BENEDYKT JANCZEWSKI

Sierż. Benedykt Janczewski, ur. w 1897 r., rolnik, żonaty.

Aresztowany [zostałem] 18 września 1939 r. w osadzie wojskowej Marysin, pow. nowogródzkim, i odstawiony do więzienia w Nowogródku.

W więzieniu siedziałem do 29 czerwca 1940 r. Cały czas pobytu w więzieniu prowadzili śledztwo, a wywoływali tylko w nocy. 29 czerwca 1940 r. odesłali mnie do więzienia w Borysowie, gdzie siedziałem dwa miesiące, a z końcem sierpnia odczytali mi wyrok, którym zasądzono mnie na osiem lat przymusowych robót. Po ogłoszeniu wyroku odesłali mnie do łagru za Kotłas Siewżeldorłag. Warunki więzienne i łagrowe były wprost fatalne, znęcali się nad Polakami na każdym kroku.

W łagrze przebywali Polacy, Żydzi, Białorusini, Ukraińcy, po większej części Polacy z różnych stron Polski. Duch jednak wśród nas był jednolity, z wiarą w przyszłą Polskę.

W więzieniu straż sowiecka bardzo źle się [do nas] odnosiła. Przez dwa miesiące jedliśmy bez łyżek, byliśmy nie goleni, w łaźni – jeżeli była – to podczas [odbierania] rzeczy oddanych do dezynfekcji połowy brakowało, kradli co mogli, higieny w ogóle nie było.

Również w łagrze warunki pracy były bardzo ciężkie. Trzeba było wyrabiać normę: wykopać i wywieźć dziennie siedem metrów ziemi na człowieka. Jeżeli normy tej nie wykonał, otrzymywał mniejszą rację, tj. 300 g chleba i litr zupy. Wynagrodzenia żadnego nie otrzymywaliśmy, świąt naszych w ogóle nie czczono, a jeżeli ktoś chciał otrzymać umundurowanie, musiał zarobić na to; kto chodził boso, wcale tym człowiekiem nie interesowali się. Co do życia koleżeńskiego – [było] dość możliwe.

Stosunek władz NKWD do Polaków był bardzo niedobry, w niektórych [przypadkach] możliwy, w niektórych – doszło do mordobicia. Złodziejstwo [było] na każdym kroku.

Pomoc lekarska – marna, w ogóle [jej] nie było. Szpital wprawdzie był, ale brakowało medykamentów. Ogółem Polaków było 500.

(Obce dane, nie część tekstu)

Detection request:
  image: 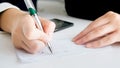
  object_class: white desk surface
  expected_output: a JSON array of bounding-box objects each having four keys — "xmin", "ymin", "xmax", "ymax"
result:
[
  {"xmin": 0, "ymin": 14, "xmax": 120, "ymax": 68},
  {"xmin": 0, "ymin": 0, "xmax": 120, "ymax": 68}
]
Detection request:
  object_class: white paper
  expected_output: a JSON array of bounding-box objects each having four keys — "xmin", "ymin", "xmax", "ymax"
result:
[{"xmin": 16, "ymin": 39, "xmax": 112, "ymax": 62}]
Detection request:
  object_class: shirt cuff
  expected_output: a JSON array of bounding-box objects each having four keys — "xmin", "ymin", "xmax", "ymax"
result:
[{"xmin": 0, "ymin": 2, "xmax": 19, "ymax": 13}]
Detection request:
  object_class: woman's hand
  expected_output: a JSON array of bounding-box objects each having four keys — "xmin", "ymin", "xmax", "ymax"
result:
[
  {"xmin": 1, "ymin": 9, "xmax": 55, "ymax": 53},
  {"xmin": 73, "ymin": 11, "xmax": 120, "ymax": 48}
]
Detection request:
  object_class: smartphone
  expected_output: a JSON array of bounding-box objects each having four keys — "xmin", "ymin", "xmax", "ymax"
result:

Bardzo częste [były] wypadki śmiertelne, [zmarli] m.in. Jan Bilecki z Nowogródka, Kazimierz Niwiński z Nowogródka, Jan Płuza z Nowogródka, Pierko, inż. elektrotechnik z Jedwabnicy.

W łączności z krajem [przez] cały czas pobytu w Rosji nie byłem.

Zwolniony zostałem 13 września 1941 r. i skierowany do Buzułuku. Do armii wcielony zostałem w Guzorze.